In his first comments since the Nov. 14 blast outside Liverpool Women’s Hospital, cabbie David Perry said he had been “completely overwhelmed” by the messages of support.
“I feel like it’s a miracle that I’m alive and so thankful that no one else was injured in such an evil act,” Perry said in a statement released through local police.
“I now need time to try to come to terms with what’s happened and focus on my recovery both mentally and physically,” he said, urging people to “please be kind, be vigilant and stay safe.”

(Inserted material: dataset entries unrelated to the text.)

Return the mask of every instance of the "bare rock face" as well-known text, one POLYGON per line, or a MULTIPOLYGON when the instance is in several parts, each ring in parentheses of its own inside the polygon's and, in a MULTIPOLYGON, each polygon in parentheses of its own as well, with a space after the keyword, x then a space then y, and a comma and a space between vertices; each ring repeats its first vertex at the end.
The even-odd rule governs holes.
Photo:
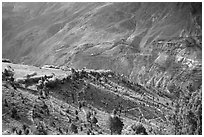
MULTIPOLYGON (((142 70, 164 71, 172 60, 197 61, 201 54, 199 47, 168 43, 188 36, 199 41, 201 3, 3 3, 2 13, 3 57, 16 63, 111 69, 137 81, 142 70), (166 44, 158 47, 158 40, 166 44)), ((170 77, 157 73, 161 82, 170 77)))

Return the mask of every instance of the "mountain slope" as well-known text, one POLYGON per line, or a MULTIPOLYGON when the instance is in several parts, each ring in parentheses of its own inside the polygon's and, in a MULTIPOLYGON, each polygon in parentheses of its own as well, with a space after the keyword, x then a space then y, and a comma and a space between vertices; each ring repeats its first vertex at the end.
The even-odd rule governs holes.
POLYGON ((3 3, 3 57, 129 75, 151 43, 200 34, 200 3, 3 3))

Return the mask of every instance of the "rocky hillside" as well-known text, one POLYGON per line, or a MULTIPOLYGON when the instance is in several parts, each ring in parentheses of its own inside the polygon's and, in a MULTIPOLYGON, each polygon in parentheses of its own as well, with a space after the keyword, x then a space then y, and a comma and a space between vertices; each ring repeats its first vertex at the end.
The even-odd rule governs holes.
POLYGON ((202 27, 201 3, 3 3, 2 11, 3 57, 131 76, 154 41, 200 36, 202 27))
MULTIPOLYGON (((19 64, 10 63, 14 78, 36 71, 66 79, 50 89, 46 104, 53 110, 50 102, 56 102, 53 113, 40 114, 49 134, 72 134, 68 127, 58 133, 64 125, 49 121, 53 116, 58 122, 65 116, 76 120, 74 112, 64 115, 61 110, 77 110, 73 100, 81 91, 98 113, 100 128, 84 126, 80 112, 75 122, 85 132, 79 134, 89 128, 94 134, 110 134, 104 118, 121 104, 122 134, 136 134, 132 123, 138 121, 148 134, 202 134, 202 3, 3 3, 2 11, 2 54, 19 64), (45 64, 67 70, 47 70, 45 64), (70 68, 80 72, 84 67, 88 76, 70 80, 70 68), (101 69, 110 75, 101 75, 101 69)), ((8 61, 4 59, 3 68, 8 61)), ((3 99, 11 102, 3 102, 5 129, 13 120, 12 102, 22 94, 30 105, 41 106, 35 86, 13 90, 11 85, 3 82, 3 99)), ((27 106, 23 104, 15 106, 27 106)))

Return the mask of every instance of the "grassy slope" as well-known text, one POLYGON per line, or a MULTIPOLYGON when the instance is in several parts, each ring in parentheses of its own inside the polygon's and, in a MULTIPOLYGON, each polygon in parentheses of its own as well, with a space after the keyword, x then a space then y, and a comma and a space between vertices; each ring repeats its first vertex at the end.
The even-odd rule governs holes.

Perry did not detail exactly what happened, including reports that he had deliberately trapped bomber Emad Al Swealmeen, 32, inside his taxi when he realized he was about to detonate the bomb just moments before events to honor military war dead on Remembrance Sunday.

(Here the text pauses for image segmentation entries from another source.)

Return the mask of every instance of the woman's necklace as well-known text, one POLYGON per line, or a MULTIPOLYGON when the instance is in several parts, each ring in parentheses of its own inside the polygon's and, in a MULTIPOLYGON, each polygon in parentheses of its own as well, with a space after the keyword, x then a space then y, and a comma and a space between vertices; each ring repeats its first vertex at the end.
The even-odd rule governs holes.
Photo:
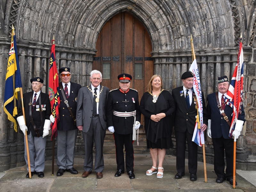
POLYGON ((153 96, 153 100, 152 101, 153 101, 153 103, 156 103, 156 98, 158 97, 158 95, 160 94, 160 93, 161 93, 164 90, 163 89, 161 89, 161 91, 160 91, 160 92, 159 92, 159 93, 157 95, 153 95, 153 94, 151 93, 150 92, 148 92, 149 93, 149 94, 153 96))

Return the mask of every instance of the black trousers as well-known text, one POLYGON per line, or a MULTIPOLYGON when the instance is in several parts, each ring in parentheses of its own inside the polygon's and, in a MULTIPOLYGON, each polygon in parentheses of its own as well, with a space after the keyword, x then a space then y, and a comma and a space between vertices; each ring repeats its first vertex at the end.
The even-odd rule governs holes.
POLYGON ((227 179, 233 178, 233 157, 234 141, 233 139, 212 138, 214 151, 214 171, 218 177, 221 177, 227 179), (226 173, 224 172, 225 162, 225 151, 227 161, 226 173))
POLYGON ((176 168, 178 172, 185 171, 185 151, 186 139, 188 150, 188 170, 189 173, 195 174, 197 170, 197 146, 192 141, 192 134, 187 129, 182 133, 175 131, 176 137, 176 168))
POLYGON ((116 155, 117 170, 124 170, 124 145, 125 148, 125 167, 126 171, 134 171, 134 154, 132 146, 132 133, 122 135, 114 132, 116 155))

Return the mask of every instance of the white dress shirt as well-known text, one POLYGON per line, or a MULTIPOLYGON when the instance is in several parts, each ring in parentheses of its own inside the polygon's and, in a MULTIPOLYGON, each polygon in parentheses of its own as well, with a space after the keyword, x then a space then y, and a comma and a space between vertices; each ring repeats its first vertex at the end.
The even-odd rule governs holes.
MULTIPOLYGON (((186 98, 186 93, 187 93, 187 89, 186 89, 185 86, 183 85, 183 91, 184 92, 183 93, 184 93, 184 96, 185 97, 185 98, 186 98)), ((193 97, 192 94, 193 91, 192 91, 192 88, 189 89, 188 90, 188 96, 189 96, 189 104, 191 105, 191 104, 192 103, 192 98, 193 97)))
MULTIPOLYGON (((92 87, 92 96, 93 97, 94 96, 94 89, 96 87, 94 87, 92 85, 92 84, 91 84, 91 87, 92 87)), ((96 91, 96 92, 97 92, 97 96, 98 96, 97 97, 100 99, 100 85, 99 85, 98 87, 97 87, 97 90, 96 91)), ((99 103, 97 103, 97 114, 99 114, 99 103)))
POLYGON ((70 94, 70 81, 68 82, 68 83, 64 83, 62 82, 61 82, 61 83, 62 83, 62 86, 63 87, 63 91, 64 91, 65 90, 65 84, 68 84, 68 85, 67 85, 67 87, 68 87, 68 96, 69 96, 69 95, 70 94))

Iraq-born Al Swealmeen was killed in the fireball, while the taxi driver escaped with minor injuries.
Police declared it a terror attack, saying the device contained explosives and ball bearings and could have caused “significant injury or death.”
Investigators say Al Swealmeen, who had applied unsuccessfully for asylum in Britain, planned the attack for at least seven months, using “many aliases” to purchase bomb parts.
Britain’s official terrorism threat level was raised from substantial to severe — meaning an attack is highly likely — following the blast.